Today, more than a decade after founding Techstars, we are on the path to achieving its vision as the worldwide network that helps entrepreneurs succeed. We work with corporate partners like Target, Ford, Barclays, Amazon, and over 50 others to supercharge growth by accelerating innovation and cultural transformation. Startup Week, Startup Weekend, and Startup Accelerators have helped to create tens of billions of dollars in value and tens of thousands of jobs. We currently provide our Startup Weekend in 630 cities in 110 countries with over 70,000 attendees annually. Startup Week takes place in 147 cities in 16 countries with over 100,000 participants annually. And our three-month Startup Accelerators have helped more than 1,700 companies.

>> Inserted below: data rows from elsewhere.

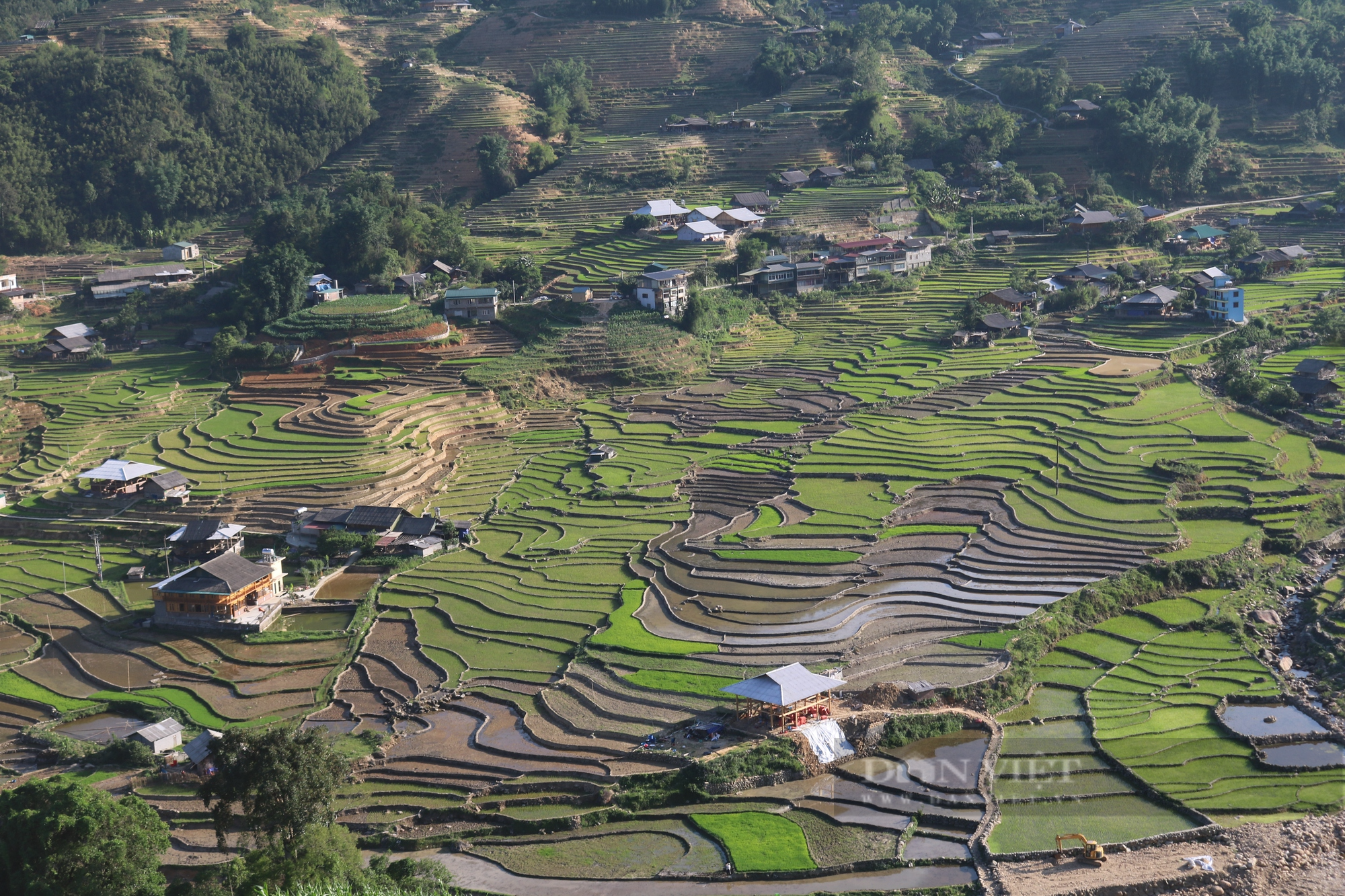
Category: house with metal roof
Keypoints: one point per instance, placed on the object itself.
(666, 210)
(162, 736)
(662, 291)
(1153, 302)
(785, 697)
(204, 538)
(481, 303)
(182, 252)
(1086, 220)
(1203, 236)
(224, 594)
(198, 749)
(700, 232)
(171, 486)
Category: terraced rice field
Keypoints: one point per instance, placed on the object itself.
(1124, 735)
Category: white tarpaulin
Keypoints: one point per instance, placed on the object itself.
(828, 740)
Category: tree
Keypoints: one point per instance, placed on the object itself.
(496, 162)
(562, 91)
(283, 780)
(275, 283)
(61, 837)
(540, 158)
(866, 118)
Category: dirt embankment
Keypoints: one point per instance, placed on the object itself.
(1292, 858)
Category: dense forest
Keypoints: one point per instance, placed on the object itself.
(122, 149)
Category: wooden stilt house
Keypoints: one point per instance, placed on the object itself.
(785, 697)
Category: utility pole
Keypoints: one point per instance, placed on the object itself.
(1058, 460)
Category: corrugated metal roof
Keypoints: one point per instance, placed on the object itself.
(785, 685)
(159, 731)
(198, 747)
(120, 470)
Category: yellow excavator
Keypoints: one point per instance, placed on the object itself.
(1093, 852)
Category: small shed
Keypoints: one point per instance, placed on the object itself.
(426, 546)
(182, 252)
(1319, 368)
(120, 475)
(1311, 388)
(700, 232)
(161, 736)
(785, 697)
(198, 749)
(171, 486)
(1000, 325)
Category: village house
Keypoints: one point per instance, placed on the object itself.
(411, 283)
(1312, 388)
(664, 210)
(205, 538)
(700, 232)
(1078, 108)
(1226, 303)
(1151, 303)
(1203, 237)
(116, 283)
(726, 218)
(1008, 298)
(412, 537)
(783, 697)
(991, 40)
(785, 276)
(481, 303)
(72, 331)
(1276, 260)
(662, 291)
(1305, 209)
(309, 525)
(323, 288)
(825, 175)
(1000, 326)
(224, 594)
(759, 201)
(1085, 221)
(182, 252)
(67, 349)
(161, 737)
(1319, 368)
(171, 487)
(120, 477)
(1210, 279)
(20, 296)
(1085, 275)
(198, 751)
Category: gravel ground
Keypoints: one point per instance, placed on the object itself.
(1291, 858)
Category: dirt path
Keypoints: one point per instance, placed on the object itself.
(478, 873)
(1289, 858)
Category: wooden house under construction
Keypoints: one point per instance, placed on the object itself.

In 2019 we launched a new initiative called Techstars Studio, which will allow Techstars to source new company concepts from Techstars alumni founders, community leaders, venture capitalists, mentors, and corporate partners. The Techstars Studio will then build prototypes, test market adoption, and select the most promising concepts for launch. The first Techstars Studio will be in Boulder, just like the first Techstars accelerator was in 2007. As with the expansion of Techstars Accelerators around the world, we expect Techstars Studios to follow a similar expansion path. We are especially excited about the founding team of Techstars Studios. Along with the leadership of David Cohen (the co-CEO of Techstars) will be Isaac Saldana, founder of SendGrid, and Mike Rowan, former VP of SendGrid Labs. We’ve worked closely with Isaac and Mike over the years and are psyched to have another chance to create something with them from the ground floor.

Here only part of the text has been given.